I cut my blueberry pancakes as she forks her chocolate chips, and we both open our mouths, feeding each other a bite. She arches a mischievous smile and I laugh. Then we each lift our plates and switch our pancakes around.
“I believed in Santa Claus until I was ten.” My confession doesn’t seem too thrilling, but her smile is so wide that I’m almost certain I can feel my face heating up from her joy.
“Are you trying to tell me that Santa isn’t real? You bite your tongue with those satanic lies!”

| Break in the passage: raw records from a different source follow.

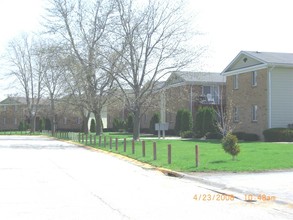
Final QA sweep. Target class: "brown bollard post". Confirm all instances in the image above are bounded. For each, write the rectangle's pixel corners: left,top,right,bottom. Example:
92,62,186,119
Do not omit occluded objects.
99,135,102,147
123,138,126,152
141,141,145,157
168,144,172,164
195,145,199,167
153,142,157,160
115,138,118,151
132,140,135,154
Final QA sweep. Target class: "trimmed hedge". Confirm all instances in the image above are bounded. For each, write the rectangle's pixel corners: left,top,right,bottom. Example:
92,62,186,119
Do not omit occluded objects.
233,131,259,141
263,128,293,142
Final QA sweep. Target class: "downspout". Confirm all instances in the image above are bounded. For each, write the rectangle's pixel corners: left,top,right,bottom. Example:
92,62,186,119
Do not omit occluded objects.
268,65,275,128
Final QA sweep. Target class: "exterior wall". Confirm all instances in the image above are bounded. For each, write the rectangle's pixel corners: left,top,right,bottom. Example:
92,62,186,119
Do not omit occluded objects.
271,68,293,128
226,69,268,138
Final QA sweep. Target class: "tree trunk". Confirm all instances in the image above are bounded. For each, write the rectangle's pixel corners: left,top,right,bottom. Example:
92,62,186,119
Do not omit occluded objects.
94,112,103,136
133,107,140,141
51,96,56,137
31,115,36,133
82,113,90,134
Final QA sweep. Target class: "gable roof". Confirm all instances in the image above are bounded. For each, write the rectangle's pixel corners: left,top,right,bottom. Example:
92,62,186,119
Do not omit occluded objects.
222,51,293,76
166,71,226,86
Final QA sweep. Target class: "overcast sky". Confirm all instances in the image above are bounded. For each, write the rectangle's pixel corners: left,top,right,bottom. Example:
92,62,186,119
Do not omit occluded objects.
0,0,293,100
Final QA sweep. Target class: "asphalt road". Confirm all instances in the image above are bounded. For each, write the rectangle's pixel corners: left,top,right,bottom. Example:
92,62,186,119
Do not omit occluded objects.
0,136,293,220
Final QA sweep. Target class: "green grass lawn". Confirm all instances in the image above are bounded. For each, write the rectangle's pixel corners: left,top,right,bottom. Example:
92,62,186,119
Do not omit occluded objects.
78,134,293,172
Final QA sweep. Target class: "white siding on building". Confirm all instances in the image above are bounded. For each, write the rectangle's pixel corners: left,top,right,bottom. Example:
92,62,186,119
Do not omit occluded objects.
271,68,293,128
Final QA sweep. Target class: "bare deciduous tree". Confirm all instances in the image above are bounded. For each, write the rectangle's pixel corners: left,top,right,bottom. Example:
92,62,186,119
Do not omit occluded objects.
38,40,65,135
45,0,114,135
7,34,43,132
112,0,202,140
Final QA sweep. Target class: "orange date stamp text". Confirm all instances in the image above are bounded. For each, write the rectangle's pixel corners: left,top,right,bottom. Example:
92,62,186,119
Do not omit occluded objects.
193,193,234,202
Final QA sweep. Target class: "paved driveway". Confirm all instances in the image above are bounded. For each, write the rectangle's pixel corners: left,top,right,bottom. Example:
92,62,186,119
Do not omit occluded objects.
0,136,293,220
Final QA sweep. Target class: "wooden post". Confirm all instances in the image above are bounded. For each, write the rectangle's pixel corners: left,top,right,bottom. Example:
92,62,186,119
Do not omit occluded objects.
115,138,118,151
132,140,135,154
153,142,157,160
195,145,199,167
168,144,172,164
141,141,145,157
123,138,126,152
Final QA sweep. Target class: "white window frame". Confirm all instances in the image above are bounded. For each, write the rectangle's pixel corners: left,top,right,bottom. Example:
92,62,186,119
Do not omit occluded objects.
251,71,257,86
233,74,239,89
251,105,257,122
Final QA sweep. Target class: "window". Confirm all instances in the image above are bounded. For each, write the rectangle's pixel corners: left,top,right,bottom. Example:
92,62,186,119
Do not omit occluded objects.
233,75,238,89
233,107,239,122
202,85,219,104
251,71,257,86
251,105,257,121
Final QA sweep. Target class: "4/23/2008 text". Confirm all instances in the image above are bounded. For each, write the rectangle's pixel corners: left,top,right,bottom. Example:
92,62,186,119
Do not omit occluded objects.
193,193,235,201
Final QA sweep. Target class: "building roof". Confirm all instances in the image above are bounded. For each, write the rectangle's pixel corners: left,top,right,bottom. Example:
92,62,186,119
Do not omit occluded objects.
222,51,293,76
166,72,226,85
242,51,293,66
0,97,48,105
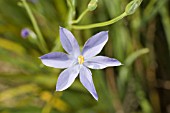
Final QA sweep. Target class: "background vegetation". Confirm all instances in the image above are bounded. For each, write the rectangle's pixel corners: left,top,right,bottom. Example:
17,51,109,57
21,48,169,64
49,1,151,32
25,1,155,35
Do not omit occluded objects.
0,0,170,113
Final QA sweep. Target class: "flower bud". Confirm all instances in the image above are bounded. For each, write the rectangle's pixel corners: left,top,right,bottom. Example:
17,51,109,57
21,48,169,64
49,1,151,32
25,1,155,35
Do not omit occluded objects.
125,0,142,15
88,0,98,11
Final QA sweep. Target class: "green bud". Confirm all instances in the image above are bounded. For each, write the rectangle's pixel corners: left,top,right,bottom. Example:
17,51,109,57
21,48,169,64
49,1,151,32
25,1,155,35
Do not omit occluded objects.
88,0,98,11
125,0,142,15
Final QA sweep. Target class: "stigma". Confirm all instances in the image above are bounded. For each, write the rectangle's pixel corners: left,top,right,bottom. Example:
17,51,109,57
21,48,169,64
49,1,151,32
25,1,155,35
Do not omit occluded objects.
78,55,84,64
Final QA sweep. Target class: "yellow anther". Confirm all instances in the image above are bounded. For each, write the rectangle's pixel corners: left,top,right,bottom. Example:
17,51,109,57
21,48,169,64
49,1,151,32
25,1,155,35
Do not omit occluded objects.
78,55,84,64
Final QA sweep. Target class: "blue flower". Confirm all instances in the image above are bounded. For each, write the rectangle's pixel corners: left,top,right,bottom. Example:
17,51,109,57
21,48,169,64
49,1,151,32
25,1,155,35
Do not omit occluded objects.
40,27,121,100
21,28,30,38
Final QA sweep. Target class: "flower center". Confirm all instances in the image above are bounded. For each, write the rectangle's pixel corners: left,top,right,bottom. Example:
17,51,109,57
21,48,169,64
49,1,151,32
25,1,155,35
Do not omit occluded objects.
78,55,84,64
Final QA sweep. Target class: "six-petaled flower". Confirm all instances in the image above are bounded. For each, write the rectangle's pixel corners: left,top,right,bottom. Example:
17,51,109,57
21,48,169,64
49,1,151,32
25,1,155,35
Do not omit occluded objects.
40,27,121,100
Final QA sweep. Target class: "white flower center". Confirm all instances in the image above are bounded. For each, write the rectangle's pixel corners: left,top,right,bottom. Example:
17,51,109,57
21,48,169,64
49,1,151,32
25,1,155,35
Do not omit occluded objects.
78,55,84,64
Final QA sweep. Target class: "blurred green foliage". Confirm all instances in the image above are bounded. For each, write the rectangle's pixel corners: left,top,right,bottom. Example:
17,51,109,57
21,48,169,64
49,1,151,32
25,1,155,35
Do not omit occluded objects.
0,0,170,113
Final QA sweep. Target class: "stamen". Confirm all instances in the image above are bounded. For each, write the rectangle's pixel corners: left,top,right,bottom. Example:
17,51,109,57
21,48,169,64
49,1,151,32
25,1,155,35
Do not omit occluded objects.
78,55,84,64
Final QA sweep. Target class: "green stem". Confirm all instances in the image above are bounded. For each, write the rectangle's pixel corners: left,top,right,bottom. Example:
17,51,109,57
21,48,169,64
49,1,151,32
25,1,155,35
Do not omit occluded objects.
72,9,89,24
21,0,48,53
72,12,127,29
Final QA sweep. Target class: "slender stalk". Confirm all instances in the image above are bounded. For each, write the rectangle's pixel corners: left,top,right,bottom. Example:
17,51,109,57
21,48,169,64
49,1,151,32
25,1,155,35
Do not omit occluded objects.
21,0,48,53
72,9,89,24
72,12,127,29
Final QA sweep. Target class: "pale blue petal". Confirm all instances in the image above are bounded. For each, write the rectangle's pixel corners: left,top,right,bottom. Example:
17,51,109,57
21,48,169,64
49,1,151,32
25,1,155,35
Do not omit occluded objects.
82,31,108,58
60,27,80,57
40,52,74,68
56,65,80,91
80,66,98,100
84,56,122,69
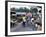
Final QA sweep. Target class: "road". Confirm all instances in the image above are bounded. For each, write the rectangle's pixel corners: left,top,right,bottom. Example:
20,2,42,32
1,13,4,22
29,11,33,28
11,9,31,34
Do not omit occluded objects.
11,23,37,32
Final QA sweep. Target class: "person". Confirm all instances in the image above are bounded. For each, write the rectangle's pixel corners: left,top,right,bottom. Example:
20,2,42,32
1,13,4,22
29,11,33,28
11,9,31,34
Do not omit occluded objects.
23,16,26,27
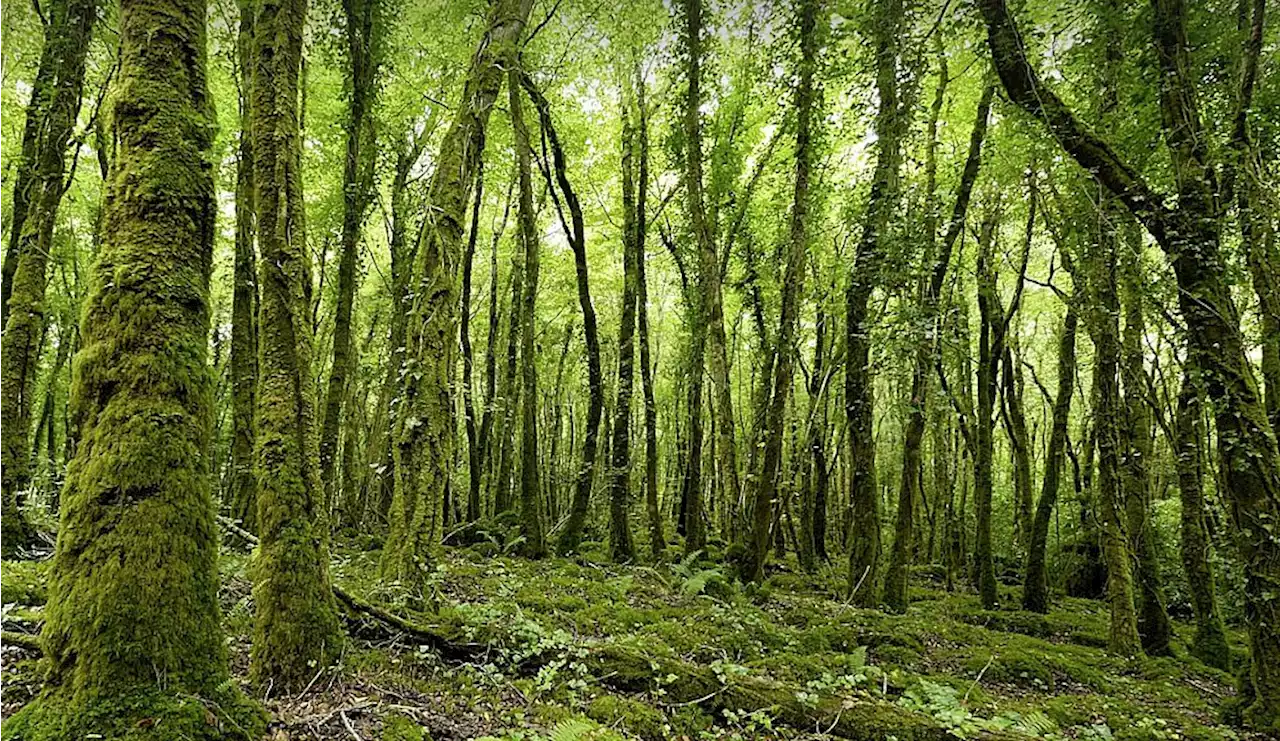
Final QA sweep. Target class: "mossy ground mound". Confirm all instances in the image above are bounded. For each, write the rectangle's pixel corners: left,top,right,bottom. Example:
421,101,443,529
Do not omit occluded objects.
0,548,1251,741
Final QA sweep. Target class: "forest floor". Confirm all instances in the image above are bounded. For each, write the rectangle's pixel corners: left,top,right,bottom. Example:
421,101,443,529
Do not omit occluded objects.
0,543,1251,741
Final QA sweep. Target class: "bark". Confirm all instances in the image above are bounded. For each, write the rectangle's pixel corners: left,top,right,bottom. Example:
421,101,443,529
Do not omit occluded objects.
522,76,604,563
1119,225,1172,655
230,0,257,532
381,0,531,582
741,0,819,582
320,0,381,512
982,0,1280,685
1023,308,1079,613
1172,367,1231,671
884,81,993,612
681,0,716,553
845,0,905,607
609,77,644,563
0,0,265,741
0,0,97,555
250,0,342,689
458,163,484,522
635,71,667,562
507,68,547,558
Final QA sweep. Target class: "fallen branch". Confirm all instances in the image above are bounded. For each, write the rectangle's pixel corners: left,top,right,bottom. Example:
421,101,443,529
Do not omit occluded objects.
218,516,489,660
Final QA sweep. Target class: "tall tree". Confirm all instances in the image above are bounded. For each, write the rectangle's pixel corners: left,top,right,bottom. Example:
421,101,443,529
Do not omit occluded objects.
381,0,532,581
522,76,604,553
884,78,995,612
742,0,822,582
0,0,97,554
320,0,383,512
251,0,342,689
1172,367,1231,671
0,0,264,741
230,0,257,532
845,0,906,607
609,73,644,562
507,68,547,558
979,0,1280,716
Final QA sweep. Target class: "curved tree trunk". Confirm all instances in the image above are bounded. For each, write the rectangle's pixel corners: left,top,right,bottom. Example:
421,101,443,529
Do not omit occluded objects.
0,0,97,555
507,68,547,558
251,0,342,689
741,0,818,582
381,0,532,584
845,0,905,607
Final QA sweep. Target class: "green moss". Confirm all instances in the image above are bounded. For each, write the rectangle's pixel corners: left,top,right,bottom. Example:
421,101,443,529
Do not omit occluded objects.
586,695,668,741
381,714,426,741
0,683,266,741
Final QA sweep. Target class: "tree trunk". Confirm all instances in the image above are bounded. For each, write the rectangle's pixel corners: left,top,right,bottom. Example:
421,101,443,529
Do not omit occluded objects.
0,0,265,741
1023,302,1078,613
320,0,381,513
741,0,818,582
845,0,905,607
635,69,667,562
0,0,97,555
251,0,342,689
609,77,644,563
381,0,532,582
1119,224,1172,657
230,0,257,534
507,68,547,558
1174,367,1231,671
980,0,1280,716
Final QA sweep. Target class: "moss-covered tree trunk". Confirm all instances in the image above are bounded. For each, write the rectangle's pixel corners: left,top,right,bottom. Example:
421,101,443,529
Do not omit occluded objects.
884,79,993,612
0,0,97,555
609,76,644,562
381,0,531,582
251,0,342,689
507,69,547,558
979,0,1280,716
973,210,1005,609
632,71,667,562
320,0,381,512
1174,367,1231,671
1023,307,1079,613
845,0,905,607
1119,227,1172,655
0,0,264,741
230,0,257,532
741,0,820,582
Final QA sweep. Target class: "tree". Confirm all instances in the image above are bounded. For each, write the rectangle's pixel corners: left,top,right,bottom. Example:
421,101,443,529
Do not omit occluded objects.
0,0,97,554
507,68,547,558
741,0,822,582
845,0,906,607
979,0,1280,716
230,0,257,532
381,0,531,582
251,0,342,689
0,0,264,741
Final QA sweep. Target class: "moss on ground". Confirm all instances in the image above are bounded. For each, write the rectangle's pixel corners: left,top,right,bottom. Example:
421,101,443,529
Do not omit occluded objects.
0,549,1252,741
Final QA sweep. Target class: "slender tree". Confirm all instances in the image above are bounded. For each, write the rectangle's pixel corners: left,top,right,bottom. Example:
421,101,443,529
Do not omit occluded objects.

She’s wide awake now and more sexdorable than ever. “I also didn’t vote during the last election.”
“Un-American and Un-Santa. I’m so happy you’re only my made-up boyfriend. Because clearly this relationship would never work. Come on, what else?”
“I may or may not have thought it was ridiculously cute when you farted in your sleep.”
Her hands rush to cover the horrified expression on her face. “Shut up!” She shoves me in the arm and I cannot stop laughing. “Shut up! Are you serious?” Nodding, I continue eating. She shoves me again, and her cheeks are now the color of a tomato. “Did it smell bad?”